Complications in patients with HIV

• Glucose homeostasis: PI therapy appears to directly affect glucose homeostasis, and ddI may be a contributing factor.
• Dyslipidemia: HIV infection (without therapy) is associated with decreased HDL followed by decreases in LDL and then increases in triglyceride levels. More recent studies show that PI-containing regimens are associated with increased levels of triglycerides, total and LDL cholesterol and lipoprotein A.

Management

• General: Interventions should be directed toward specific abnormalities. Discontinuing antiretroviral therapy should be discouraged as a method to reverse body shape abnormalities because this does not seem to work. The following are changes that are directed primarily at improving lipid levels and the risk of CAD.
• Diet: The prior recommendation of a low fat, high carbohydrate diet for weight loss and reduction in triglycerides to reduce CAD risk may actually be harmful. A more recent recommendation is moderate fat and substitution of monosaturated for saturated fatty acids to reduce lipogenesis and decrease insulin resistance. This has not been studied in HIV infected patients.
• Exercise: Established merit for reducing risk for CAD and diabetes with no adverse effects on HIV.
• Metformin: Appears to reverse changes in glucose homeostasis and body shape changes.

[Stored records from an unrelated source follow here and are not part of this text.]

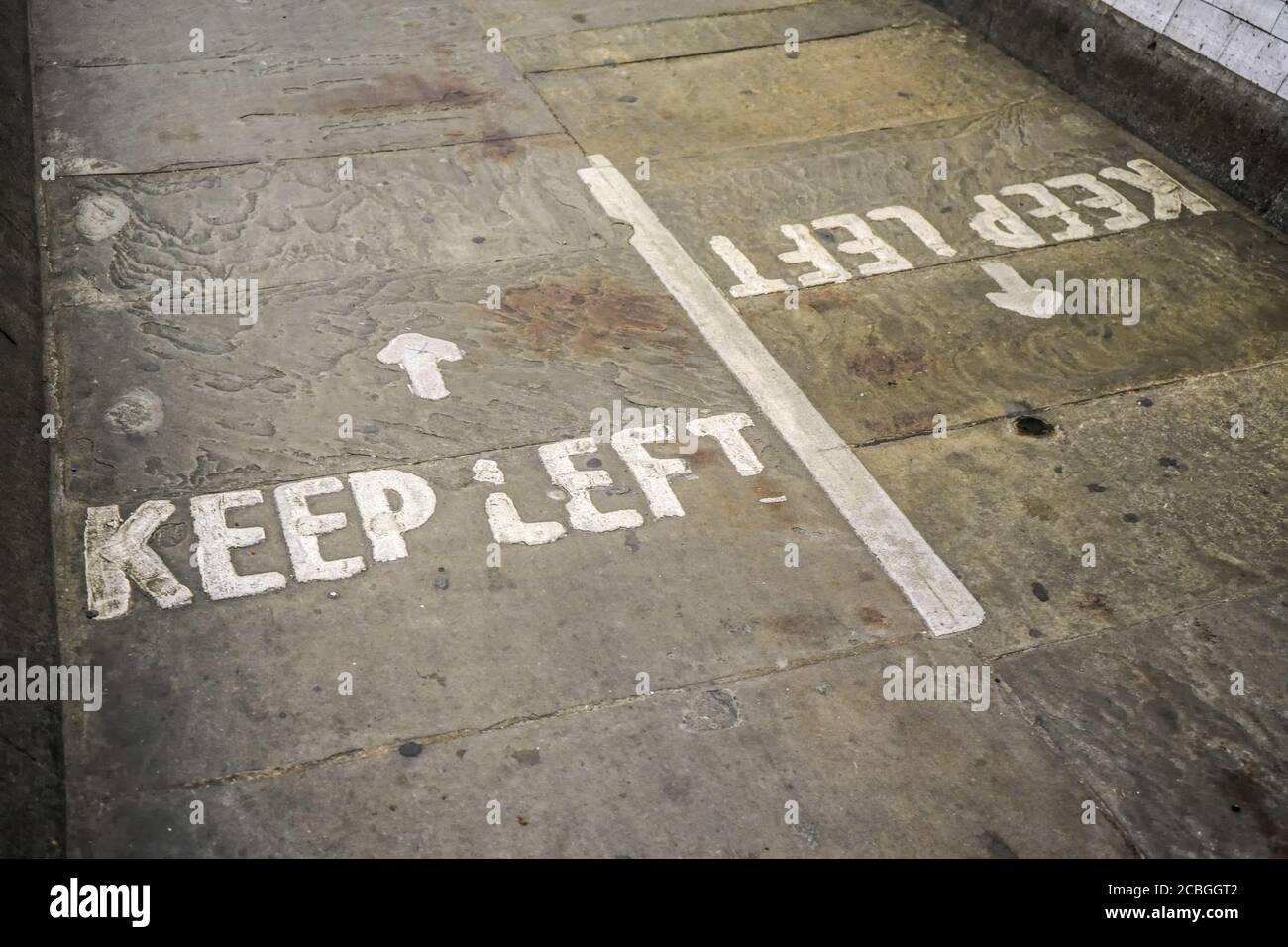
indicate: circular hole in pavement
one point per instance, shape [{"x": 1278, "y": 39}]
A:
[{"x": 1031, "y": 425}]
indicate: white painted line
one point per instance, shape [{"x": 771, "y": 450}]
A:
[{"x": 928, "y": 585}]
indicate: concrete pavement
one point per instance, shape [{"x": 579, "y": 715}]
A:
[{"x": 691, "y": 638}]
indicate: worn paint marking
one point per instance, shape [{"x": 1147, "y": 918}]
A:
[
  {"x": 419, "y": 356},
  {"x": 938, "y": 595}
]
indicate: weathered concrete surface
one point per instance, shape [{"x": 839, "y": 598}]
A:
[
  {"x": 439, "y": 641},
  {"x": 574, "y": 334},
  {"x": 296, "y": 222},
  {"x": 884, "y": 356},
  {"x": 33, "y": 805},
  {"x": 518, "y": 681},
  {"x": 1147, "y": 712},
  {"x": 700, "y": 771},
  {"x": 728, "y": 101},
  {"x": 550, "y": 17},
  {"x": 104, "y": 33},
  {"x": 715, "y": 34},
  {"x": 1181, "y": 514},
  {"x": 283, "y": 105}
]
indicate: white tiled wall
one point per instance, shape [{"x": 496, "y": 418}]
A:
[{"x": 1247, "y": 37}]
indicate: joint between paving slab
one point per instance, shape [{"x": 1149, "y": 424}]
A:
[
  {"x": 519, "y": 720},
  {"x": 721, "y": 52},
  {"x": 217, "y": 166}
]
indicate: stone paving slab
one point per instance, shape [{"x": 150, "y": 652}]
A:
[
  {"x": 441, "y": 641},
  {"x": 106, "y": 33},
  {"x": 511, "y": 672},
  {"x": 572, "y": 335},
  {"x": 1180, "y": 513},
  {"x": 698, "y": 772},
  {"x": 754, "y": 97},
  {"x": 1189, "y": 768},
  {"x": 884, "y": 357},
  {"x": 665, "y": 39},
  {"x": 112, "y": 121},
  {"x": 748, "y": 195},
  {"x": 296, "y": 222}
]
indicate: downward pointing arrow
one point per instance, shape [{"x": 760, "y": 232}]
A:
[
  {"x": 420, "y": 355},
  {"x": 1018, "y": 295}
]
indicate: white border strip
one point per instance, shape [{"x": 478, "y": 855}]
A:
[{"x": 907, "y": 558}]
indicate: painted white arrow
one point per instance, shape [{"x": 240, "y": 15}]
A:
[
  {"x": 1018, "y": 295},
  {"x": 419, "y": 356}
]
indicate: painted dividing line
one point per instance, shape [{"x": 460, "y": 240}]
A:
[{"x": 928, "y": 585}]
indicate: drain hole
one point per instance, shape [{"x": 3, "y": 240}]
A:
[{"x": 1031, "y": 425}]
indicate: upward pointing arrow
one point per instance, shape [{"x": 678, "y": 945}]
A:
[
  {"x": 419, "y": 356},
  {"x": 1018, "y": 295}
]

One study showed reduction in weight, blood pressure, fasting insulin levels, glucose levels, and waist circumference [JAMA 2000;284:472]. Careful monitoring is necessary due to the risk of lactic acidosis, especially with renal dysfunction [Diabetes Care 1997;20:925].
• Glitazones: These drugs improve glucose uptake and reduce glucose levels, but have no effect on insulin sensitivity, lipid profiles or fat distribution. Pioglitazone induces CYP 3A4, but rosiglitazone does not.
• Statins: The recommendation is to adhere to the NCEP guidelines for indications, but pravastatin is the preferred statin; atorvastatin and simvastatin may be used with caution or with reduced doses.
• Fibrates: These drugs reduce triglycerides and slightly reduce cholesterol levels, but they are metabolized by the CYP 3A4 pathway.
• Switch therapy: Data are limited, but there appears to be evidence that changing PI therapy to triple NRTI or to a NNRTI-based regimen will improve metabolic parameters, but not improve body-shape changes.
• Cosmetic surgery: May improve appearance, but long-term effects are not known. Liposuction is considered dangerous with HIV infection because abdominal adiposity is visceral rather than subcutaneous.
• Anabolic steroids: Testosterone may reduce visceral fat, lower cholesterol and reduce blood pressure, but studies supporting use for treating or preventing HIV-associated lipodystrophy are limited. Disadvantages of anabolic steroids are the reduced HDL, possible hepatotoxicity and risk of prostatic cancer.
• Growth hormone: Initial studies show this drug at 6 mg/day for 12 weeks significantly reduces BMI, waist-hip ratio, triglyceride and total cholesterol levels, but increases fasting glucose. Preliminary data for growth hormone at 4 mg every other day or 3 mg/day may be effective in reducing buffalo hump and abdominal girth.

Monitoring

• Questionnaire to screen for risk factors.
• Charting of weight, blood pressure, waist circumference, glucose levels and fasting lipid levels.
• Diabetes: Random glucose test or fasting glucose.
• Lipid levels: Fasting lipid panel at baseline and repeated every 6-12 months and with any change in therapy. Treatment is recommended if the triglyceride exceeds 400 mg/dL and for cholesterol levels above 200 mg/dL.